Update Routing Policies¶
Hot-reload routing policies at runtime.
Request¶
{
"routing_policies": [
{
"name": "all_to_flagship",
"when": {},
"route_to": {"tier": 1}
}
],
"virtual_model": "auto",
"intercept_all": false
}
Load State¶
Returns the current load state with assessment details.
Response¶
{
"enabled": true,
"state": "normal",
"max_tier": null,
"prefer_quantized": false,
"reject_expert": false
}
Cache Stats¶
Returns LLM classifier cache statistics.
Response¶
Clear Cache¶
Clear all entries from the LLM classifier cache.
Response¶
Guardrail Admin APIs¶
The Guardrail Admin APIs let you inspect and adjust the content-safety guardrail policy at runtime without a restart.

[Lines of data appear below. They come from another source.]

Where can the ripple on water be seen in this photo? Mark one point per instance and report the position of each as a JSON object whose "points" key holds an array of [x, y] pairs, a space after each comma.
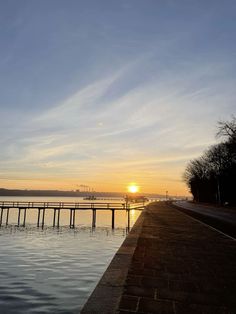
{"points": [[52, 271]]}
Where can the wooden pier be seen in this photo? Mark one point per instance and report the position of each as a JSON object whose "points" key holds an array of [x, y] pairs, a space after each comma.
{"points": [[41, 207]]}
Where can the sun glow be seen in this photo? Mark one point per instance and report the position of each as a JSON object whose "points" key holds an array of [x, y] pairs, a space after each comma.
{"points": [[133, 188]]}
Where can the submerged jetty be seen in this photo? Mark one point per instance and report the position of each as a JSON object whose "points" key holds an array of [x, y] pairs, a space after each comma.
{"points": [[169, 263], [57, 207]]}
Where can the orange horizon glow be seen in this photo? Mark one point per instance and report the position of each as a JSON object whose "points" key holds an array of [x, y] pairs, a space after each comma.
{"points": [[133, 188], [174, 188]]}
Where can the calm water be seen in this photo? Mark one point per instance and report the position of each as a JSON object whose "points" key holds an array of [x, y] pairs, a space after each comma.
{"points": [[55, 270]]}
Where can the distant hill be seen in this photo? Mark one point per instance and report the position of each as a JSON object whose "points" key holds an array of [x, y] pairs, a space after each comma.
{"points": [[17, 192]]}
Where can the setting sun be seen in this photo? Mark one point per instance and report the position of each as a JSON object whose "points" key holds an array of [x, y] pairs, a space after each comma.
{"points": [[133, 188]]}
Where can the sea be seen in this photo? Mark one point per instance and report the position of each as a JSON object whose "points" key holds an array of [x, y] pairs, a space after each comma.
{"points": [[54, 270]]}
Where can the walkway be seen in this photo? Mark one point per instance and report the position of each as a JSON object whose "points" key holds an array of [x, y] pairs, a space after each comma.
{"points": [[178, 266]]}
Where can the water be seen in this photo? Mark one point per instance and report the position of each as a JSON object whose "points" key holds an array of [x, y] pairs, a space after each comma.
{"points": [[55, 270]]}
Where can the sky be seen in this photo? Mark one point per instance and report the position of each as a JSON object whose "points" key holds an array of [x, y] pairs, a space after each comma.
{"points": [[105, 93]]}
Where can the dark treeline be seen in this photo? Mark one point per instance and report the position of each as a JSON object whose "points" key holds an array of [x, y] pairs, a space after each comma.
{"points": [[212, 177]]}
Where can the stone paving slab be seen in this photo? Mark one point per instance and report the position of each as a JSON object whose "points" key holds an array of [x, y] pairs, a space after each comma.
{"points": [[179, 266]]}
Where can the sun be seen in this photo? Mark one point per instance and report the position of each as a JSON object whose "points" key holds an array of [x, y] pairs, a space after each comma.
{"points": [[133, 188]]}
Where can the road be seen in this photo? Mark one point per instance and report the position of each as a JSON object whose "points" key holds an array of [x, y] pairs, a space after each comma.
{"points": [[220, 218]]}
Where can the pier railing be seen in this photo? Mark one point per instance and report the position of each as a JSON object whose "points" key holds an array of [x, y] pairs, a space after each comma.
{"points": [[5, 207]]}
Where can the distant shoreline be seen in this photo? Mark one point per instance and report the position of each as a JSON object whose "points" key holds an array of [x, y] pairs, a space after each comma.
{"points": [[57, 193]]}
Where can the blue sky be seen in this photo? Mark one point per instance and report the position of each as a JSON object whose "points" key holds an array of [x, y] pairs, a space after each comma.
{"points": [[104, 93]]}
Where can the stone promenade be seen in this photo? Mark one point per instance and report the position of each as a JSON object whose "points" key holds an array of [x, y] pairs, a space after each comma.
{"points": [[180, 266], [169, 264]]}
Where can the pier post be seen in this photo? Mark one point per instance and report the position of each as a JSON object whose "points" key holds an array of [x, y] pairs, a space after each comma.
{"points": [[19, 211], [7, 217], [24, 217], [128, 213], [70, 218], [39, 211], [54, 218], [1, 217], [58, 217], [43, 218], [94, 218], [113, 219], [74, 218]]}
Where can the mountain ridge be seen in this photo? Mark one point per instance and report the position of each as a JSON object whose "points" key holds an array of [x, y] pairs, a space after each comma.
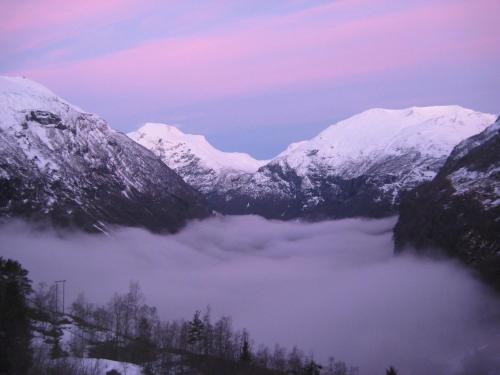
{"points": [[65, 166], [356, 167]]}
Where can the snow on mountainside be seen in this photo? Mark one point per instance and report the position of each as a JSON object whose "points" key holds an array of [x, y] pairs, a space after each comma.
{"points": [[351, 147], [356, 167], [62, 164], [459, 210], [196, 160]]}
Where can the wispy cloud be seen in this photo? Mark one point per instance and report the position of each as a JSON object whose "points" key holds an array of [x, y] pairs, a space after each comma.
{"points": [[306, 47]]}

Changes propagate through the same hot-reload config channel that the running GuardrailService subscribes to, so a mode switch, an enabled toggle, a threshold change, or a route override takes effect on the live request path immediately. All endpoints are mounted under /admin/guardrails and require the same authentication and audit logging as the rest of the Admin API.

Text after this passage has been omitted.